Ramsay declined to comment on Phelps’ statement Friday, and instead referred to a Dec. 13 memo in which he informed Phelps of his plans to fire her.

“After careful consideration of your conduct and the effect it has had on this agency and our community, I cannot, and will not, defend your actions,” Ramsay wrote.

It appears Phelps, who has served in the sheriff’s office for 18 years, may have also lost the support of at least some rank and file deputies under her command. Their union, the South Florida Police Benevolent Association, sent Ramsay a letter Dec. 12 urging him to relieve Phelps of all of her duties and assign her to work at home.

Until her termination, Phelps also headed deputy training. Union president Steadman Stahl told Ramsay in the letter that she should be relieved of that role as well.

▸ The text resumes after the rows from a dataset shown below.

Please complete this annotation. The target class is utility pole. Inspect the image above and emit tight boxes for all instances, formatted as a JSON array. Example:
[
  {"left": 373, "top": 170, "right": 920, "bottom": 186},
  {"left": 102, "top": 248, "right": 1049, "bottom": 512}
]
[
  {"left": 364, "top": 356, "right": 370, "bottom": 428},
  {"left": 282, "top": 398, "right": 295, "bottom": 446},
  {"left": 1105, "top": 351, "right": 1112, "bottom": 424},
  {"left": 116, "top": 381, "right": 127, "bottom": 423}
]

“The PBA has gotten calls from our members employed by you with serious concerns regarding her current position as Training Director. Their well-founded concerns relate to her objectivity in her current role, and, I too, think it is wholly inappropriate for her to be in any position where she has oversight or supervision of any employee of the Monroe County Sheriff’s Office,” Stahl wrote.

Phelps started working at the sheriff’s office in February 2002 and has been a cop for 37 years.

According to her statement, when Ramsay ordered her to turn in her badge, weapons and other sheriff’s office property earlier this month, he sent four deputies to her home to collect them, which she said embarrassed her in front of her neighbors.

“Four employees came to my house dressed in tactical vests Saturday morning, Dec. 14, 2019. They created quite a show for my neighbors as they posted on the corners of my house as if they were serving a high-risk warrant,” she wrote. “An eighteen-year career was packed into garbage bags and carried out of my home.”